43. The method of sheet buffering according to claim 42 further comprising providing a first guide member of said at least one pair of stationary spaced apart curvilinear guide members with an expanded step portion defining a sheet buffering station receiving said trailing edge of said first sheet moved out of said sheet travel path.

44. The method of sheet buffering according to claim 43 wherein the step of moving the trailing edge of said first sheet out of said sheet travel path includes the step of urging the first sheet into the step portion of the first guide member of said at least one pair of stationary spaced apart curvilinear guide members.

45. The method of sheet buffering according to claim 44 wherein the step of urging the first sheet into the step portion of the first guide member of said at least one pair of stationary spaced apart curvilinear guide members includes urging the first sheet into the step portion with a second guide member of said at least one pair of stationary spaced apart curvilinear guide members.
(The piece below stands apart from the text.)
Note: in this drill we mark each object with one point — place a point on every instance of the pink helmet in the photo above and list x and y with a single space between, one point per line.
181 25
46. The method of sheet buffering according to claim 44 wherein the step of urging the first sheet includes the step of urging the first sheet into the step portion with a spring member on a second guide member of said at least one pair of stationary spaced apart curvilinear guide members.

47. The method of sheet buffering according to claim 45 wherein the step of urging the leading edge of the second sheet into said at least one pair of stationary spaced apart curvilinear guide members and along said sheet travel path includes the step of feeding the leading edge of the second sheet in between said trailing edge of said first sheet and said second guide member of said at least one pair of stationary spaced apart curvilinear guide members.

48. The method of sheet buffering according to claim 46 wherein the step of urging the leading edge of the second sheet into said at least one pair of stationary spaced apart curvilinear guide members and along said sheet travel path includes the step of feeding the leading edge of the second sheet in between said trailing edge of said first sheet and said second guide member of said at least one pair of stationary spaced apart curvilinear guide members.